Razões de Veto ao Projeto de Lei nº 606/08

OF. ATL nº 17/09

Ref.: Ofício SGP-23 nº 00082/2009

Senhor Presidente 

Por meio do ofício em epígrafe, Vossa Excelência encaminhou à sanção cópia autêntica da lei decretada por essa Egrégia Câmara, em sessão de 16 de dezembro de 2008, relativa ao Projeto de Lei nº 606/08, de autoria do então Vereador Carlos Neder, que estabelece critérios para a criação e estruturação de Fundações Estatais, define as áreas de sua atuação e dá outras providências.

A propositura, conforme expresso na respectiva justificativa, baseia-se no Projeto de Lei Complementar Federal nº 92/2007, de iniciativa da Presidência da República, que “regulamenta o inciso XIX do artigo 37 da Constituição Federal, parte final, para definir as áreas de atuação de fundações instituídas pelo Poder Público”, ainda em trâmite perante o Congresso Nacional, observando que alguns Estados, como Bahia e Sergipe, além de Municípios, já contam com legislação própria.

Não obstante seu nobre propósito, porém, a medida não reúne condições de ser convertida em lei, impondo-se seu veto total, por incidir em inconstitucionalidade e ilegalidade, nos termos das considerações a seguir aduzidas.

O texto vindo à sanção enquadra as atividades da saúde e do meio ambiente como áreas passíveis de exercício por fundação pública de direito privado denominada Fundação Estatal, autorizando o Executivo a instituir, mediante lei específica, fundações públicas sem fins lucrativos, com personalidade jurídica de direito privado, patrimônio e receitas próprias e autonomia gerencial, orçamentária e financeira para o desempenho dessas atividades, precedidas de manifestação do respectivo conselho municipal.
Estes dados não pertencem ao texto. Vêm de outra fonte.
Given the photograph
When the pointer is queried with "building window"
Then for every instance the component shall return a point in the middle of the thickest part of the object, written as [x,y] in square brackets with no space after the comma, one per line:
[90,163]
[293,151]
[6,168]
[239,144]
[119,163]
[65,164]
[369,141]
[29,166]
Estabelece também que tais fundações integrarão a Administração Pública Indireta e se vincularão às Secretarias correspondentes; dispõe sobre o patrimônio, receitas, normas de controle interno e externo e sujeição dos novos entes à Lei de Licitações e Contratos Administrativos, bem como à Consolidação das Leis do Trabalho - C.L.T., mediante prévio concurso público, facultando-lhes celebrar contratos de gestão com o Poder Público, na forma referida no § 8º do artigo 37 da Carta Magna. Por derradeiro, autoriza, equivocadamente, o Estado a colocar servidores da Administração Direta e Indireta à disposição da fundação estatal.

Desde logo, cumpre destacar que o texto aprovado pretende introduzir, na esfera municipal, pessoa jurídica desprovida, até o momento, de previsão legal no ordenamento pátrio.
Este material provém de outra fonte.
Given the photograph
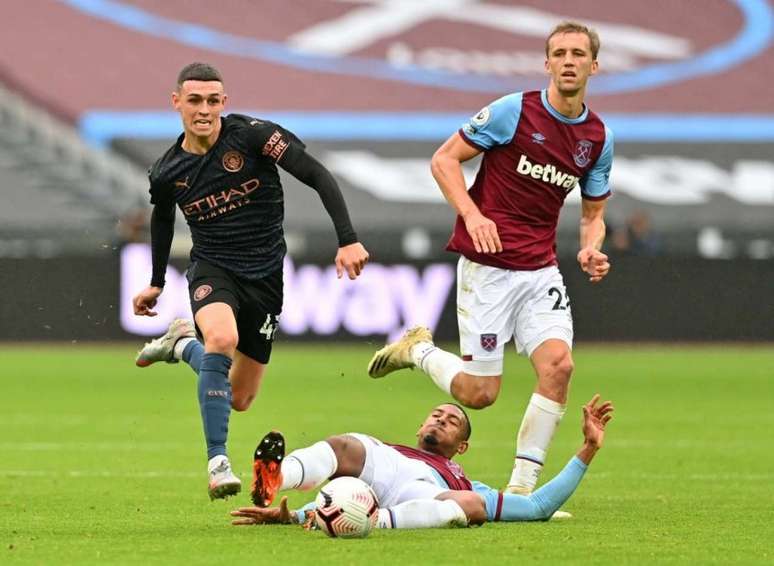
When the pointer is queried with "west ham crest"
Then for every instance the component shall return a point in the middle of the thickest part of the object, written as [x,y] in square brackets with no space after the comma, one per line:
[582,154]
[489,342]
De fato, o Projeto de Lei Complementar Federal nº 92/2007, em que se ampara a propositura, propõe a criação de novo ente denominado fundação estatal, cuja natureza e regime jurídico híbridos não se acham claramente definidos, regendo-se em parte por normas próprias do Direito Público e em parte por regras do Direito Privado, o que tem gerado controvérsias e motivado críticas e intensos debates por parte dos segmentos representativos da sociedade civil e entidades de classe. Bem por isso, referido projeto está ainda em fase de ajustes, segundo informado pelo Ministério da Saúde e noticiado pela mídia.

Cabe assinalar, ademais, que o tratamento normativo a ser conferido ao tema em foco foi reservado expressamente à lei complementar pela Constituição Federal, no inciso XIX do “caput” de seu artigo 37, com a redação dada pela Emenda Constitucional nº 19, de 4 de junho de 1998, competindo privativamente à União legislar sobre a matéria, vez que envolve Direito Civil e Direito Comercial.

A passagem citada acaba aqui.